Das Internet kann brutal sein. Solange man keine verlässlichen Zahlen hat, darf jeder an seine eigene Wahrheit und auch Wichtigkeit glauben. Ich habe noch nie einen Leitartikel- Schreiber getroffen, der nicht selbstverständlich davon ausging, dass der geneigte Leser als Erstes den Blick auf seinen donnernden Kommentar richten würde, wie die Kanzlerin den Konflikt im Südchinesischen Meer lösen müsse. In der Online-Welt weiß man bis auf den letzten Klick, wie viele Leser wirklich interessiert, was die Kanzlerin jetzt im Südchinesischen Meer tun sollte.
Die Desillusionierung durch die Zahlen ist altersunabhängig. Sie trifft die junge migrantisch bewegte Feministin, die denkt, dass die ganze Welt Anteil an ihrem Schicksal nimmt, ebenso wie den von ihr verachteten alten weißen Mann. Man kann sich auch nicht mehr damit herausreden, dass einen das Old-Boys-Netzwerk davon abgehalten hätte, groß herauszukommen. Alles, was es heute braucht, um berühmt zu werden, ist ein Podigee-Abo oder ein WordPress-Account.

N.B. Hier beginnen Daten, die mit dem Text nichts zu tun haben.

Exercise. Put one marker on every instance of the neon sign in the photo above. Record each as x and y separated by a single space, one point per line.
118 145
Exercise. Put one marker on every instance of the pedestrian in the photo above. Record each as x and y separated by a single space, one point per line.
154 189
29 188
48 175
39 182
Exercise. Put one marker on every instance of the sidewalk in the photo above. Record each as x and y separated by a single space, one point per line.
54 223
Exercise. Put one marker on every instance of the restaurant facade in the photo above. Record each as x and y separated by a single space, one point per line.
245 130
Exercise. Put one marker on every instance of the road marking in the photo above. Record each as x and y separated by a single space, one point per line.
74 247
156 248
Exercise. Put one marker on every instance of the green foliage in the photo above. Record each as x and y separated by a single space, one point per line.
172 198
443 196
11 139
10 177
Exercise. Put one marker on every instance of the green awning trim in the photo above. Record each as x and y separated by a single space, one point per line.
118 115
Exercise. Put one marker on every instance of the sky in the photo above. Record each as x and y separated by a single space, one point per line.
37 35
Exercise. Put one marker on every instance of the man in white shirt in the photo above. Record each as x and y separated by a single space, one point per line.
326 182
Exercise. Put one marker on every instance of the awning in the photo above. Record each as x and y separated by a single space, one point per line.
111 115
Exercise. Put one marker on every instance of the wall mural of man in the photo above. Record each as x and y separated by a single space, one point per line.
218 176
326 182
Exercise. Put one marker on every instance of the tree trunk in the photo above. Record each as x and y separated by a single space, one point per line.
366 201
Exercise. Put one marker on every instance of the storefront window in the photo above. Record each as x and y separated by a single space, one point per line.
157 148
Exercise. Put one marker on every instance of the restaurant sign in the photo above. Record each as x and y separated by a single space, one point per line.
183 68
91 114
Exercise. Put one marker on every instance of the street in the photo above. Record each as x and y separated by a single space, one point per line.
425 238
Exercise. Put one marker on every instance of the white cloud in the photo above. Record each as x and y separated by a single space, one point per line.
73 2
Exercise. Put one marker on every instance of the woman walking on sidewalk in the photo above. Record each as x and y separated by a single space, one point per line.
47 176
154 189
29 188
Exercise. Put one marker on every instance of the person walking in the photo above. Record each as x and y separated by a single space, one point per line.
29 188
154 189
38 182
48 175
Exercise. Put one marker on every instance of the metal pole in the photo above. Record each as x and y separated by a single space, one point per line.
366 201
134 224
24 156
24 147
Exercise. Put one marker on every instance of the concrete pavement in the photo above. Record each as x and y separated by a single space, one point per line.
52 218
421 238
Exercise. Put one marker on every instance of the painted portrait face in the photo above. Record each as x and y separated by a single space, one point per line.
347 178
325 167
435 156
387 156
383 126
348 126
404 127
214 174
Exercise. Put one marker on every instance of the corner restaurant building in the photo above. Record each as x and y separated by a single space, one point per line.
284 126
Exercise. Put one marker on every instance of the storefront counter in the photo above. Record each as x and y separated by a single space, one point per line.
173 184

Dass man aus dem Stand heraus zum Netzphänomen werden kann, hat gerade die Stand-up-Komödiantin Sarah Cooper mit ihren Trump-Imitationen bewiesen. Jedes ihrer über TikTok verbreiteten Videos erreicht ein paar Millionen Menschen. Wenn das Genderprogramm eine solche Granate wäre, wie immer behauptet, dann müssten die Zahlen auch hier durch die Decke gehen. In Wahrheit schaffen es die Betreiber netzfeministischer Blogs kaum, ihre Serverkosten zu decken. Es braucht eben etwas mehr als Gesinnung, um sich durchzusetzen. Witz und Sprachtalent wären, zum Beispiel, ganz hilfreich.
Das Phänomen der relativen Größe lässt sich auch im politischen Raum beobachten. Nur weil ein Thema auf dem Strategiekongress der Jusos ein Riesenhit ist, heißt nicht, dass es auch die Wähler begeistert. Oft verhält es sich sogar genau umgekehrt. Wie viele Leute mögen vergangene Woche beim Großskandal um Sigmar Gabriel mitgefiebert haben? Oder davor bei der medialen Riesenaufregung um Philipp Amthor? Ich kenne das aus Redaktionskonferenzen, wo sich Leute die Köpfe über ein Thema heißreden, das außerhalb des Konferenzraums nur mäßig interessiert. Wurde lange genug gestritten, fällt unweigerlich der Satz, dass die Diskussion zeige, wie wichtig das Thema sei.
Man nennt das einen Zirkelschluss. Er kann bei Leuten, die auf das Interesse des Publikums angewiesen sind, kreuzgefährlich sein.